Jim Waterson Media editor 

Political advertising online to be reformed, says UK data regulator

Twitter and Facebook told they will be held more responsible for the content they publish
  
  

Elizabeth Denham, the head of Information Commissioner’s Office,
Elizabeth Denham, the head of the Information Commissioner’s Office, was addressing a hearing at the European parliament. Photograph: handout

Britain’s chief data regulator has said the online political advertising industry will be forced to reform for good as a result of the Cambridge Analytica scandal.

Elizabeth Denham, the head of the Information Commissioner’s Office, said that her organisation’s forthcoming report into the use of personal data for political purposes “will change the behaviour and compliance of all of the actors in the political campaigning space”.

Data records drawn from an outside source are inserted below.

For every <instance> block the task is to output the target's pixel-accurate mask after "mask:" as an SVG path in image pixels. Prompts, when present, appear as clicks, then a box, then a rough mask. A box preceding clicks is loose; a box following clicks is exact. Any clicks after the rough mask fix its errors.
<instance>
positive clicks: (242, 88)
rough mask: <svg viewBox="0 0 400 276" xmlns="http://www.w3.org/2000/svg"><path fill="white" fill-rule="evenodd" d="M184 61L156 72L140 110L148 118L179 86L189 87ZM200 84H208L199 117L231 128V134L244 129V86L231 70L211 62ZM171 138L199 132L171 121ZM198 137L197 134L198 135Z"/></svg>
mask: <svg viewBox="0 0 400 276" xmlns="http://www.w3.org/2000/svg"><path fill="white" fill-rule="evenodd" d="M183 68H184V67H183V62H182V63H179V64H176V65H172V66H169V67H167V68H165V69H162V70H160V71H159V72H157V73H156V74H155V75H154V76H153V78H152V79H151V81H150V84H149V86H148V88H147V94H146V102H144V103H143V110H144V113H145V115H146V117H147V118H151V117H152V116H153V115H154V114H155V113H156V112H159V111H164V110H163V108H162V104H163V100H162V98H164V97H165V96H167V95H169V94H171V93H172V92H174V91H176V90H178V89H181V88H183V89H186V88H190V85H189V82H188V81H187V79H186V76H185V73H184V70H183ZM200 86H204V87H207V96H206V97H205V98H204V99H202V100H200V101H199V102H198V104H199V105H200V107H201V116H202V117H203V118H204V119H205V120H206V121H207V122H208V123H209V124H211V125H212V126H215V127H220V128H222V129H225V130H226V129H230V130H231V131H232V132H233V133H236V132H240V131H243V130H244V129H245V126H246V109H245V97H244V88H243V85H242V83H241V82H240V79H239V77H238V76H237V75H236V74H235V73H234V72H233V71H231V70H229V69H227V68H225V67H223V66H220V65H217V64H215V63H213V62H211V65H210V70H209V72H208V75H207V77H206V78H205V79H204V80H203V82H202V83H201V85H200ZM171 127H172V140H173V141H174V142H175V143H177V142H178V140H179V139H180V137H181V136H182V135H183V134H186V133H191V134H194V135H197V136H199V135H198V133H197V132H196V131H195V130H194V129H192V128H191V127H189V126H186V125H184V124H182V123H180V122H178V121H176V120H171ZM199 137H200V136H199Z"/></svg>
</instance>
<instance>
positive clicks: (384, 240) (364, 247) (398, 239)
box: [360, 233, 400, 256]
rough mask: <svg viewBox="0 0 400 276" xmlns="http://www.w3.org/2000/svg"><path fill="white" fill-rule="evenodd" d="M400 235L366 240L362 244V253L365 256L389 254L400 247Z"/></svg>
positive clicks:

She also told a hearing at the European parliament that social networks such as Twitter and Facebook would have to take greater responsibility for the material hosted on their sites in future.

“Online platforms can no longer say that they are merely a platform for content,” she warned the tech companies. “They must take responsibility for the provenance of the information that is provided to users.”

Denham told MEPs her organisation’s year-long investigation into the use of personal data and analytics by political campaigns was “unprecedented in its scale” and thought to be the largest ever undertaken by any data protection authority in the world.

The organisation has more 40 investigators working full-time on the inquiry, aided by 20 external legal and forensic digital recovery experts. The investigation, which will incorporate the one being undertaken into Cambridge Analytica, is looking at 30 separate organisations and the actions of around a dozen individuals.

However, she warned that misuse of data was widespread across the internet and was not confined to the Facebook platform or this particular case.

“We have seen that the behavioural advertising ecosystem has been applied across political campaigning to influence how we may vote,” she told MEPs.

“I am deeply concerned about the fact that this has happened without due legal or ethical considerations of the impacts on our democratic system.”

Denham said her organisation was one of the best-resourced data regulators in Europe and warned MEPs from other countries that they should provide more funding to their national equivalent.

“I recognise that some aspects of our legal systems have failed to keep up with the unforeseen pace of the internet.”

Denham was giving evidence to the European parliament alongside Cambridge Analytica whistleblower Christopher Wylie, Observer journalist Carole Cadwalladr, former Facebook employee Sandy Parakilas, and US professor David Carroll.

Wylie, the former Cambridge Analytica whistleblower who went public with his concerns earlier this year, told MEPs the issue helped cause Brexit: “This crisis is not just one of privacy, it is one that may have led the EU to losing one of its largest member states.

“What I witnessed at Cambridge Analytica should alarm everyone. Cambridge Analytica is the canary in the coal mine of a new Cold war emerging online.”